Must admit I hadn't given a lot of thought until journo James Knight asked me what I thought about citizen journalism and the Beijing Olympics. You can read his article here on Journalism.co.uk.
The sheer number of citizen journalists that could descend on Beijing - and with MMS and SMS platforms providing an alternative avenue of publishing - has led some to believe that controlling them could be beyond the notoriously long arms of China's media authorities.
I think most of us in the West pretty much accept that the genie is out of the bottle now, where the genie is free expression and the bottle is content control. Today, it would be surprising if thousands of visitors (including athletes, for that matter) didn't want to live-blog and moblog from the Games. They'll certainly take the technology and the will to do so with them.
The point I made to James is that if the authorities manage to suppress or even limit professional press output, this will doubtless lead to greater international media demand for raw, unfiltered content -- which will surely be available in abundance on the ground. So can the Chinese authorities block or restrict the flow of information from Beijing to, well, to everywhere?
"I would be careful with the suggestion that they can't control it," Hidde Kross, of Dutch citizen journalism site Skoeps.com told Journalism.co.uk.

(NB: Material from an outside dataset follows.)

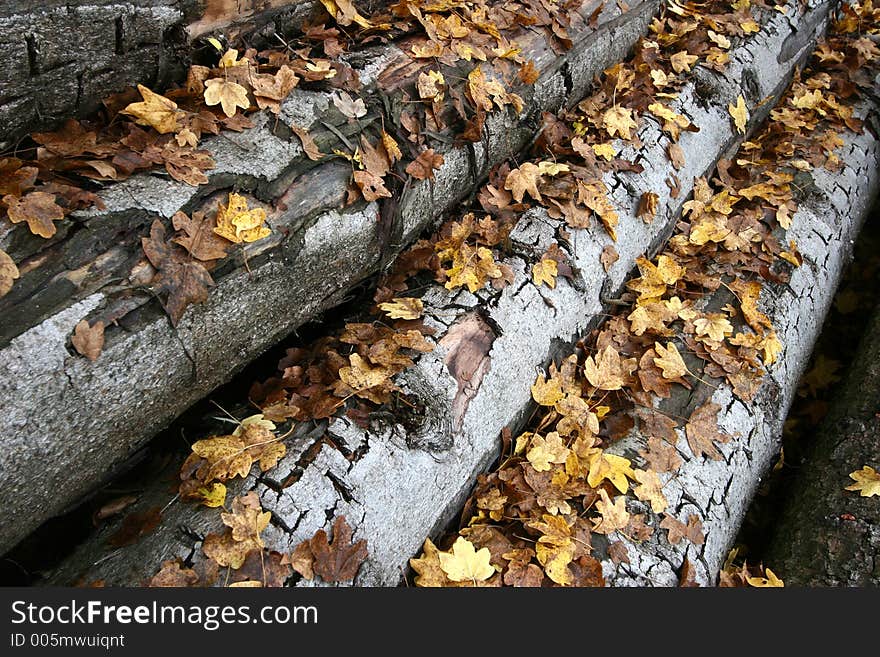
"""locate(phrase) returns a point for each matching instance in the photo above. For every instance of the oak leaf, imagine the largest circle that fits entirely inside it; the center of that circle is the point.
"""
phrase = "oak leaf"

"Don't underestimate their brilliance in sorting out what's published on the internet. They have the finest brains in the world to work on content publishing, as well as filtering technologies."
Well, they might be able to control content published on websites hosted in China or access frm China to websites hosted elsewhere, but it's hard to see how they'll restrict the flow of content out of Beijing unless they lock down internet and mobile networks. Is this doable? Dunno. Will visitors respect any 'You Can Do This But You Can't Do That' code of practice? Doubt it. Maybe Big Media has more to lose than gain by getting on the wrong side of the Chinese authorities and will toe the line by refusing to publish amateur, unauthorised content. Hmmm... you think?
Anyone know how to say 'snap, send, sell!' in Cantonese?